Support EST Hours, at least through 2pm EST (MUST)
We are seeking a skilled Data Engineer with a strong background in Python, Pyspark, and cloud-based big data applications. The ideal candidate will develop in an Agile environment, contributing to the architecture, design, and implementation of Big Data product. This role involves hands-on coding and collaboration with multi-disciplined teams to achieve project objectives.
Responsibilities:
- Collaborate with developers to meet product deliverables.
- Implement scalable solutions.
- Develop ETL with large datasets using source data from various sources.
- Work independently and collaboratively in an Agile development environment.
- Contribute to detailed design, architectural discussions, and customer requirements sessions.
- Design and develop clear, maintainable code with automated testing using Pytest, unittest, etc.
- Learn and integrate with various systems, APIs, and platforms.
- Interact with a multi-disciplined team to clarify, analyze, and assess requirements.
- Actively participate in the design, development, and testing of big data product.
Required Skills and Experience:
- Hands-on experience with Python, Pyspark, Jupyter Notebooks, and Python environment controllers (Poetry, PipEnv).
- Hands-on experience with Spark.
- Proficiency with Relational Databases (Oracle, SQL Server, MySQL, Postgres, or similar) and NonSQL Databases (MongoDB or Table).
- Familiarity with Databricks; experience with Azure Databricks is a plus.
- Expertise in data cleansing, transformation, and validation.
- Hands-on experience with any of these code versioning tools (GitHub, Azure DevOps, Bitbucket, etc.).
- Experience building pipelines in GitHub (or Azure DevOps, Jenkins, etc.).
- Experience using Markdown to document code or automated documentation tools (e.g., PyDoc).
- Strong written and verbal communication skills.
- Self-motivated with the ability to work well in a team.

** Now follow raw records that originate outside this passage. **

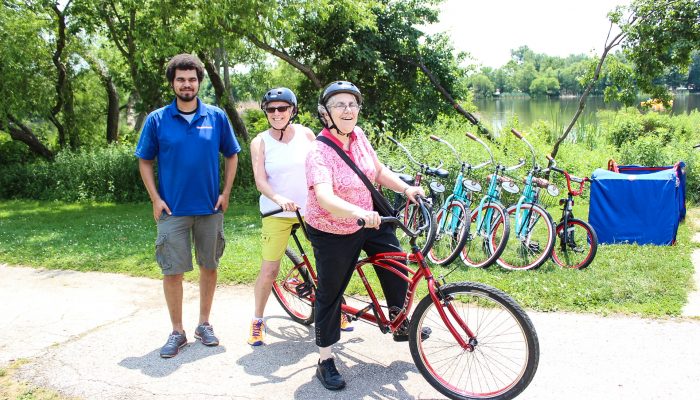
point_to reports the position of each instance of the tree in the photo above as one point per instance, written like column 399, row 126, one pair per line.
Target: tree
column 655, row 35
column 27, row 84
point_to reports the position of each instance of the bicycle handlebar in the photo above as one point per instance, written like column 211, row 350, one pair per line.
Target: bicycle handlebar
column 396, row 221
column 516, row 166
column 403, row 167
column 569, row 178
column 410, row 157
column 277, row 211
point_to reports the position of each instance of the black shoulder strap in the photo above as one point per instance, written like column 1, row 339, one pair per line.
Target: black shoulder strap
column 380, row 203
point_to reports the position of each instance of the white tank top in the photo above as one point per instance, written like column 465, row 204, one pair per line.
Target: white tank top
column 285, row 166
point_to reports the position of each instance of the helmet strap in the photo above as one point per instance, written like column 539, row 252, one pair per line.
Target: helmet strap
column 284, row 128
column 334, row 126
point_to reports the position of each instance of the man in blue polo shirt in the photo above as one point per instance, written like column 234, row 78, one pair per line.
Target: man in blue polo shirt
column 186, row 137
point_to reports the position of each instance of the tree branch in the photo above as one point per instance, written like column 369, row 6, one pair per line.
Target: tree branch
column 306, row 70
column 24, row 134
column 447, row 96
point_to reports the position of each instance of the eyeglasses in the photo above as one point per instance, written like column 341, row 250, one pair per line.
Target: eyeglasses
column 354, row 107
column 281, row 109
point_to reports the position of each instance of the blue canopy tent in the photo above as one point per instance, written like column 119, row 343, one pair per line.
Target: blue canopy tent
column 641, row 205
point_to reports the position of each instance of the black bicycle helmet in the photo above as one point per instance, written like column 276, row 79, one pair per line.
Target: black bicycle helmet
column 340, row 87
column 284, row 95
column 280, row 94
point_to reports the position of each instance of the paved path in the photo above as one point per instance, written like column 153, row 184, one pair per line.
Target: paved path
column 97, row 336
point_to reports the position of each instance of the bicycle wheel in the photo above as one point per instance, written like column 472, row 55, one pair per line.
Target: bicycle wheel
column 452, row 227
column 293, row 288
column 411, row 216
column 486, row 240
column 502, row 357
column 529, row 245
column 576, row 246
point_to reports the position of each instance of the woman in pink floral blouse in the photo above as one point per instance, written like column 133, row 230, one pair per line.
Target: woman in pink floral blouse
column 337, row 198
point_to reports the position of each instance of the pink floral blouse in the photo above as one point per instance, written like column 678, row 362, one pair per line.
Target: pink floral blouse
column 324, row 165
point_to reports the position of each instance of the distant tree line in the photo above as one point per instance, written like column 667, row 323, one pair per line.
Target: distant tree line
column 82, row 74
column 538, row 74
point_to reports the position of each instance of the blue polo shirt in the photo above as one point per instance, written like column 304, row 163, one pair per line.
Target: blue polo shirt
column 188, row 155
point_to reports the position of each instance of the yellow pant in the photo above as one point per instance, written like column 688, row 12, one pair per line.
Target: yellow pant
column 275, row 236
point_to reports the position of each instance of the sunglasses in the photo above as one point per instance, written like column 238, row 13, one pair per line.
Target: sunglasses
column 281, row 109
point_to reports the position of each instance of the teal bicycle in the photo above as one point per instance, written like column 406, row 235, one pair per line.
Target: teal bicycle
column 532, row 227
column 478, row 236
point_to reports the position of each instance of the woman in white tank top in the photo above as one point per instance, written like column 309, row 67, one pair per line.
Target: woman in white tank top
column 278, row 155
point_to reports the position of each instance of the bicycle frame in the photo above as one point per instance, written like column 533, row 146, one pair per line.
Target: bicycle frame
column 390, row 261
column 568, row 203
column 530, row 193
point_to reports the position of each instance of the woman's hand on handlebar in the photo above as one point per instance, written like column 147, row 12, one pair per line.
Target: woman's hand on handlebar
column 285, row 203
column 371, row 218
column 413, row 191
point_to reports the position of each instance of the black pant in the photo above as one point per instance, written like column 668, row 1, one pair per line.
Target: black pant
column 336, row 256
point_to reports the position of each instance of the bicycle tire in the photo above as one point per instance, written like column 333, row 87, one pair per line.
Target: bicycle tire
column 532, row 247
column 505, row 352
column 411, row 216
column 293, row 272
column 484, row 245
column 577, row 246
column 448, row 243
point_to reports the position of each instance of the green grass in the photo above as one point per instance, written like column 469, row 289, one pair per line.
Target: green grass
column 644, row 280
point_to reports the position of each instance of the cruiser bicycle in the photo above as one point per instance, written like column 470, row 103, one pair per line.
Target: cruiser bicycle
column 468, row 340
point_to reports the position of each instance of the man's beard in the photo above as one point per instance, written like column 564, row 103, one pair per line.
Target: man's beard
column 189, row 96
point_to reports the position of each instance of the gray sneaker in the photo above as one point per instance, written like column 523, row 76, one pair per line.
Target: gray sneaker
column 175, row 342
column 205, row 333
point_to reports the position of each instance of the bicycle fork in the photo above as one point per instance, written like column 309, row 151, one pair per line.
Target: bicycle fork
column 445, row 302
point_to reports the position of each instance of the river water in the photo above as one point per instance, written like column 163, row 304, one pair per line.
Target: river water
column 498, row 112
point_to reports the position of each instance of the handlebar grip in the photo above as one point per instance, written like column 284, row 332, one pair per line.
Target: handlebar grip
column 273, row 212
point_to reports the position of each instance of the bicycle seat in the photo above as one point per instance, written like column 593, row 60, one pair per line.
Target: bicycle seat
column 438, row 172
column 472, row 185
column 437, row 187
column 539, row 182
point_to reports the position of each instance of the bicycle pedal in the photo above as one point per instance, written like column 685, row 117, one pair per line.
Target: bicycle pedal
column 304, row 289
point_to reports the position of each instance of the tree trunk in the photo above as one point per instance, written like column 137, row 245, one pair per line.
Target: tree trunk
column 225, row 99
column 609, row 45
column 61, row 74
column 69, row 116
column 112, row 97
column 22, row 133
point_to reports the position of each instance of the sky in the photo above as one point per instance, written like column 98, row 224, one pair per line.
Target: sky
column 489, row 29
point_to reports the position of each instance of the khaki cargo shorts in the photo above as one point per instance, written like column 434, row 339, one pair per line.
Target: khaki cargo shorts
column 174, row 242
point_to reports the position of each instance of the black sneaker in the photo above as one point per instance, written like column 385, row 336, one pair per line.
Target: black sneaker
column 175, row 342
column 205, row 333
column 328, row 374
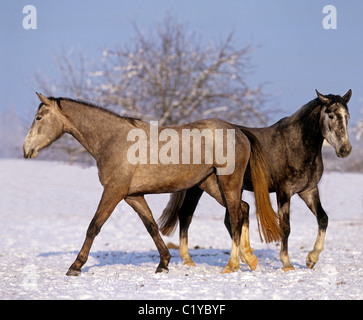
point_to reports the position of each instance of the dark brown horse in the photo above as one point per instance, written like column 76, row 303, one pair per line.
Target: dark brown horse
column 292, row 147
column 135, row 158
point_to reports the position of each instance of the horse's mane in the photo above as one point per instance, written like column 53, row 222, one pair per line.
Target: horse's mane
column 306, row 110
column 91, row 105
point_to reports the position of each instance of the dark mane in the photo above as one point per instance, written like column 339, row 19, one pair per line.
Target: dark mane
column 306, row 110
column 315, row 106
column 91, row 105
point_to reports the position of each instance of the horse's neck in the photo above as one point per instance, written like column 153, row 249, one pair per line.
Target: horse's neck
column 91, row 127
column 309, row 127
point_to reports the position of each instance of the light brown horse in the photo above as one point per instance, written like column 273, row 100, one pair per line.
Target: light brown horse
column 132, row 161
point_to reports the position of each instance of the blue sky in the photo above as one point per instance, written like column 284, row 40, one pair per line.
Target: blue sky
column 296, row 54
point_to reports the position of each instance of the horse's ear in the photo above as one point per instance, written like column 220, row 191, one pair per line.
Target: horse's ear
column 322, row 98
column 43, row 99
column 347, row 96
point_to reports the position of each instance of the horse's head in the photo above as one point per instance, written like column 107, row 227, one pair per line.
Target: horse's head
column 46, row 128
column 334, row 119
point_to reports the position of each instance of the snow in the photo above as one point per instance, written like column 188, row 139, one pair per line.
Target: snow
column 45, row 208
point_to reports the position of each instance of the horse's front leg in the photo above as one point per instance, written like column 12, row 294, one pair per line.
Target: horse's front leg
column 110, row 198
column 139, row 204
column 185, row 216
column 284, row 213
column 312, row 200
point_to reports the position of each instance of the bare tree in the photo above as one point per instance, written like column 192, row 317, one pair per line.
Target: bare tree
column 168, row 75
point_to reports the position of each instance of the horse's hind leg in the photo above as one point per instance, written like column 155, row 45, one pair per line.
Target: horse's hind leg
column 185, row 215
column 110, row 198
column 245, row 247
column 139, row 204
column 250, row 260
column 284, row 213
column 226, row 194
column 312, row 200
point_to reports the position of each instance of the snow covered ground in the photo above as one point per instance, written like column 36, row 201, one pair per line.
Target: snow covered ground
column 45, row 208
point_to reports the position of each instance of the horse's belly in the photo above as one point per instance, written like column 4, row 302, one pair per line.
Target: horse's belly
column 165, row 179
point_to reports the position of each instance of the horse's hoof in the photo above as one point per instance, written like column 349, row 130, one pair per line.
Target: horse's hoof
column 162, row 270
column 74, row 273
column 229, row 269
column 253, row 263
column 289, row 268
column 310, row 264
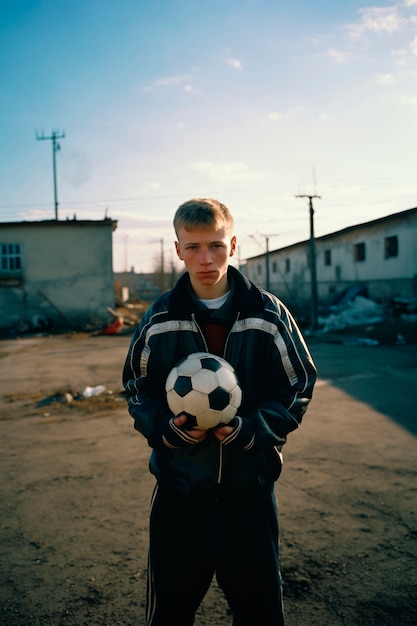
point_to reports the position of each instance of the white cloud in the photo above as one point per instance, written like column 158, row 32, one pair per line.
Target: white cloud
column 235, row 64
column 275, row 116
column 386, row 79
column 378, row 20
column 169, row 81
column 339, row 56
column 226, row 172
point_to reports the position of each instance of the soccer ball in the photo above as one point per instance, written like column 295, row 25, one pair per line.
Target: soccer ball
column 205, row 387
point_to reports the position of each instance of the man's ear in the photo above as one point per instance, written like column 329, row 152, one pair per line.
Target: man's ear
column 178, row 250
column 232, row 245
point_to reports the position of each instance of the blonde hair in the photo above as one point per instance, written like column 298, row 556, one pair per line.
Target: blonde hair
column 205, row 212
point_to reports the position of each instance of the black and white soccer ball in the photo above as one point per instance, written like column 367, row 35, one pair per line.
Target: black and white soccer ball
column 205, row 387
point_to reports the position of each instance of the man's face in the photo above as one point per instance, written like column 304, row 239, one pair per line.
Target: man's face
column 206, row 253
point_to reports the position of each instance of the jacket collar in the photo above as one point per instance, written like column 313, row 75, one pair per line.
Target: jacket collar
column 247, row 298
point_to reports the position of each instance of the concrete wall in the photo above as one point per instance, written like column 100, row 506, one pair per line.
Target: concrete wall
column 384, row 278
column 66, row 275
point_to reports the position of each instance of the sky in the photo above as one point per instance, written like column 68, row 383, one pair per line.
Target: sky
column 253, row 102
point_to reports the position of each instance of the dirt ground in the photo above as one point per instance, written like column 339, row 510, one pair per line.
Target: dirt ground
column 75, row 490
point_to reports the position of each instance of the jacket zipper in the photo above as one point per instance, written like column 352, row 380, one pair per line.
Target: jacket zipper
column 220, row 465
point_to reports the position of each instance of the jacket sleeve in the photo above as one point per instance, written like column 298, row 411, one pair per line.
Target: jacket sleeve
column 147, row 399
column 290, row 383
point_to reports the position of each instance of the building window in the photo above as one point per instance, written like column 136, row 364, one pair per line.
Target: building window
column 359, row 251
column 10, row 257
column 391, row 246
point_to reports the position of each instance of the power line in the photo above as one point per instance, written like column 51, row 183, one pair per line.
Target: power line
column 313, row 272
column 55, row 148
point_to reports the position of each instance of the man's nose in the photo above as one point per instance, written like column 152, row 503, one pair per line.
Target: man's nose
column 205, row 257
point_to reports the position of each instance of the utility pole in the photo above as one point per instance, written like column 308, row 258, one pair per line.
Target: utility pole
column 56, row 134
column 313, row 273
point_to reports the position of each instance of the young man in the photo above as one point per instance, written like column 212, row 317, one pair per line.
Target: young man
column 213, row 511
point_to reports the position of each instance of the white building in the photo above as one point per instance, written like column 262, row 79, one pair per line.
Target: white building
column 57, row 272
column 380, row 255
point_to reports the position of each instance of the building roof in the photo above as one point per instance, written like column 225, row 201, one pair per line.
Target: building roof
column 61, row 223
column 347, row 229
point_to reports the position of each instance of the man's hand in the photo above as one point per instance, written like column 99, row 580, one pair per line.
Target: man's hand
column 222, row 432
column 196, row 433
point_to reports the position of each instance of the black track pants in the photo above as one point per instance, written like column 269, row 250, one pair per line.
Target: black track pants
column 191, row 539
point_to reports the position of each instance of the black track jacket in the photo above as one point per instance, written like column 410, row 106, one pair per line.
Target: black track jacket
column 274, row 368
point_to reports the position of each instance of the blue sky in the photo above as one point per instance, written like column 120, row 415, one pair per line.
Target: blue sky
column 250, row 101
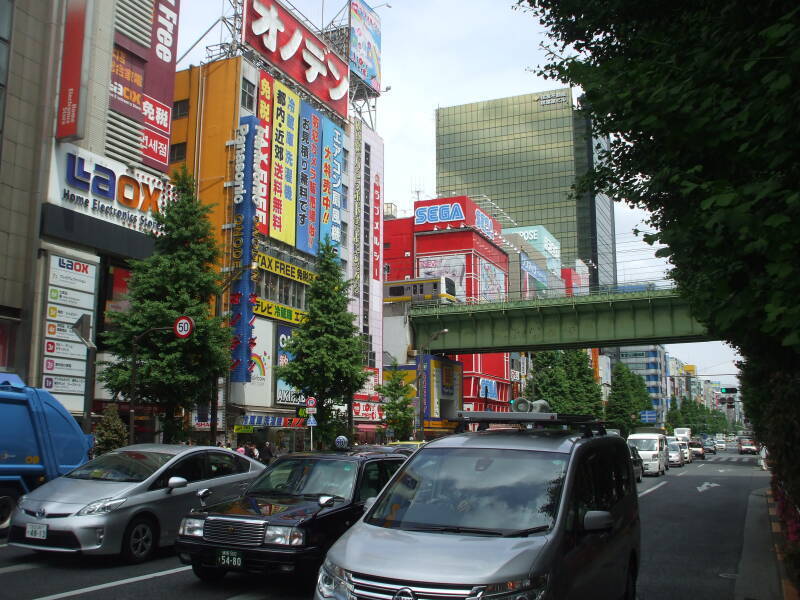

Additional Valuable Skills:
- Experience with data visualization tools (Power BI, Tableau).
- Familiarity with DEVOPS CI/CD tools and automation processes (Azure DevOps, GitHub, BitBucket).
- Knowledge of containers and their environments (Docker, Podman, Docker-Compose, Kubernetes, Minikube, Kind, etc.).
- Experience with Azure Cloud Services and Azure Data Factory.
Education:
Bachelor of Science degree from an accredited university.